Jemand mit ein bischen Unternehmungsgeist richtet da hinter einem nach der Straße gerichteten vergitterten Fenster seines Hauses einen kleinen Sari-Sari Laden ein, mit Sardinen und Zigaretten, ein paar Kartoffel und Knoblauch und noch ein paar Süßigkeiten für die Kinder. Die ganze Nachbarschaft freut sich, daß sie jetzt diese Sardinen und Zigaretten gleich nebenan kaufen können und das Geschäft floriert.

Aber schon wenige Wochen später, denken einer nach dem anderen der Nachbarn: Was der kann, kann ich auch! Und bevor du dich verschaust, findest du im ganzen Ortsteil in jedem Haus ein vergittertes Fenster, hinter dem Sardinen, Zigaretten und Kaugummi aufgebaut sind und auf einen Käufer warten! Natürlich wird da nicht mehr viel verkauft und die Leute verdienen nicht einmal mehr so viel, daß sie damit ihr Fahrgeld zum Markt bezahlen könnten. Da essen sie dann ihre Sardinen selber und kurz darauf verschwinden diese ganzen Mini-Läden wieder. Mit viel Glück bleibt der, der damit angefangen hat, übrig und verdient wieder genug!

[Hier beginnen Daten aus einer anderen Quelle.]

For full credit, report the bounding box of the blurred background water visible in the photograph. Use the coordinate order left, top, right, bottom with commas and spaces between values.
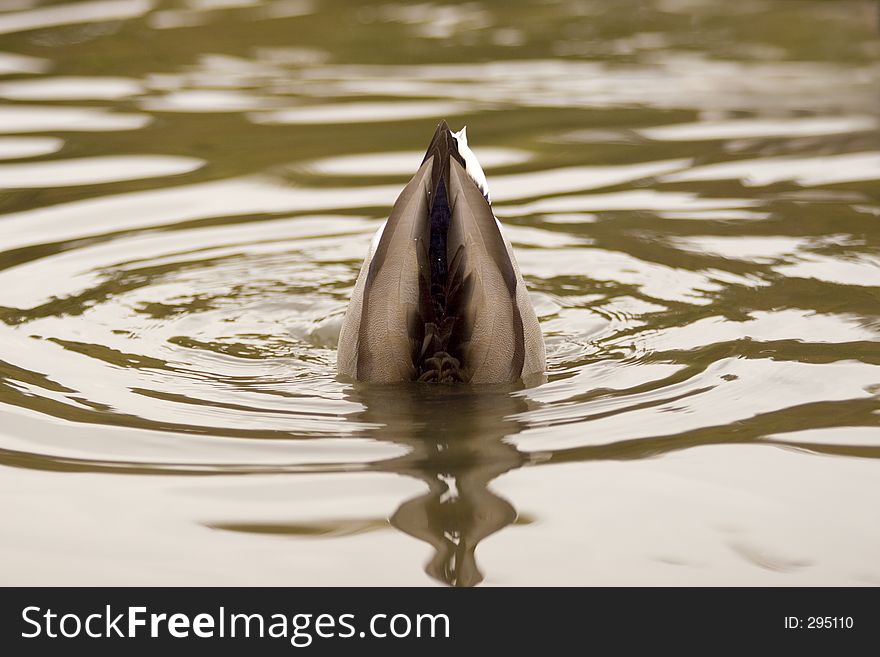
0, 0, 880, 585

Dieses Sari-Sari Syndrom ist prägend für das ganze Leben der Filippinos. Oft wird das von Ausländern verwechselt mit Neid auf den Erfolg von anderen. Tatsächlich aber ist das nur zurückzuführen auf ihr angeborenes Bestreben, alles was sie für gut finden, nachzuahmen! Selbst bei der Berufsauswahl schlägt sich das nieder. Wenn ein Beruf gute Erfolge verzeichnet, dann wollen plötzlich alle diesen Beruf ergreifen, wie wir es bei Krankenschwestern reichlich erlebt haben. Oder, ganz ehrlich, nachdem einige Filippinas einen guten deutschen Ehemann gefunden hatten, wollten plötzlich viele auch einen solchen!

Sogar in anderen Ländern, wie in unserem Fall in Deutschland, finden wir dieses Sari-Sari Syndrom wieder! Vor ca. 25 Jahren, als es noch wenige Filipinas (es waren fast nur Frauen!) in Deutschland gab, da schlossen die sich mit ihren Ehemännern zusammen zu deutsch-philippinischen Organisationen, um gelegentlich einmal wieder bei deren Veranstaltungen in diesem für sie so kalten Land richtig los legen zu können in ihrer philippinischen Muttersprache. Das war ein Geschnatter und die Backen glühten und alle fühlten sich wohl und freuten sich schon auf die nächste Zusammenkunft.

Aber dann kam wieder das Sari-Sari Syndrom! So wie die Filippinas mehr wurden, beschlossen mehr und mehr, ihren eigenen Verein zu gründen, so daß wir heute dort in Deutschland solche Vereine schon in jedem Dorf finden, Vereine, die oft nur 5-10 Mitglieder haben. Wirklichen Erfolg, wie in der Anfangszeit, hat fast keiner mehr. Gemeinsam waren sie stark; jetzt interessiert sich schon niemand mehr für sie.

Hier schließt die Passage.